Foi desde dezembro até fevereiro. O Tinoco era uma das pessoas que lá ia, embora o interrogatório não fosse ele a fazer - era um outro, que eu não sei o nome - e depois mais os outros capangas. Ficávamos ali, não me deixavam sentar, não me deixavam parar - porque eu tinha uma tendência para fazer um autocontrole de estar a olhar para um ponto e quase que adormecia ali sem vacilar. E eles aperceberam-se, porque enquanto eu estava ali estava a descansar. Então sempre que eu parava eles batiam nas mesas, nas cadeiras, ou empurravam-me. E só raramente me deixavam sentar - era um aliciamento para dizer qualquer coisa. Então apercebi-me de que eles tinham detetado tudo lá em casa e, portanto, já estava perante um facto consumado e eu declarei mesmo a dizer que era do MRPP. Disse mesmo: «Sou do MRPP».
E eu depois fiquei a saber que eles não tinham ido lá - há uma outra casa onde nós tínhamos os documentos principais do MRPP - nem à vacaria. Uma vacaria onde eu tinha entregue ao Tio Joaquim, que era o homem que guardava umas coisinhas - sem ele saber o que era, mas desconfiava. Dizia: «Fica guardado!». Hoje sei que o Tio Joaquim agarrou naquelas caixas e meteu no meio dos dejetos das vacas, que ele tinha um monte de dejetos e meteu aquilo lá no meio. Portanto, só vim a saber já depois do 25 de Abril.

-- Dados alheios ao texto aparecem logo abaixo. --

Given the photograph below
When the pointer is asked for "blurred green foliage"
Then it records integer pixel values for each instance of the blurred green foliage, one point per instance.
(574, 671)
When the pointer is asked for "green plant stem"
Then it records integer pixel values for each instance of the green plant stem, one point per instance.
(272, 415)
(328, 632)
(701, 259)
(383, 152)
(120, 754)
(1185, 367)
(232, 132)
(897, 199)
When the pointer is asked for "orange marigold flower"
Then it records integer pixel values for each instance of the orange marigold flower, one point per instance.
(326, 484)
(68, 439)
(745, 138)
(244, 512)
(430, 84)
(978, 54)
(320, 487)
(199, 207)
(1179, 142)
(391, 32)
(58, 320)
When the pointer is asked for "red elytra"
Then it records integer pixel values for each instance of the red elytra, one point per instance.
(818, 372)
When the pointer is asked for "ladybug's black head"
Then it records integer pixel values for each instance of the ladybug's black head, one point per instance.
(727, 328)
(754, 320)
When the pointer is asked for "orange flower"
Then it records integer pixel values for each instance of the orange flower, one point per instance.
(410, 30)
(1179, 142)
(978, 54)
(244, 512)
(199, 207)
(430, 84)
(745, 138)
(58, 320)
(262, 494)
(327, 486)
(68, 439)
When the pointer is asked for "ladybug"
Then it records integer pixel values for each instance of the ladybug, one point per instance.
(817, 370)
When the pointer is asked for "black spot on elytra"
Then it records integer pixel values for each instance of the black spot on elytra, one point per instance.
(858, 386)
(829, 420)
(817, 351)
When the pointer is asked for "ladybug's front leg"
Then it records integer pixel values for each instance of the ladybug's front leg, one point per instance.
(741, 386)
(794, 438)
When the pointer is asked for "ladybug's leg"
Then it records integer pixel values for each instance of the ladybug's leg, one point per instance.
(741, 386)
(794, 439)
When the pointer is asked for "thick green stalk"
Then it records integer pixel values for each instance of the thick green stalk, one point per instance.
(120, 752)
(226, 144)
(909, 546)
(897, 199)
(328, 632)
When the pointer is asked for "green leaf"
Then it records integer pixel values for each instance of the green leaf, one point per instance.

Exatamente. Depois do 25 de Abril é que eu vim a saber. Uma conversa que eu tive com o Tio Joaquim, que o homem para além de uma vacaria fazia fretes com uma carroça e uns cavalos - neste caso eram cavalos, não eram mulas - com fretes de areia, cimentos e não sei quê. E fazia isso no Cais de Vila Franca, ia entregar às obras. Ele depois começou-me a dizer que lembrou-se da tal caixinha e abriu uma cova no meio daquela coisa toda e meteu aquilo lá tudo debaixo. E, portanto, aquilo acabou por apodrecer ali, ninguém soube de nada. O Tio Joaquim é uma das figuras que eu guardo. [Choro] Eu guardo mesmo. Nunca tinha contado esta. Já contei uma vez esta história assim, mas não, não com... porque a confiança era uma confiança grande.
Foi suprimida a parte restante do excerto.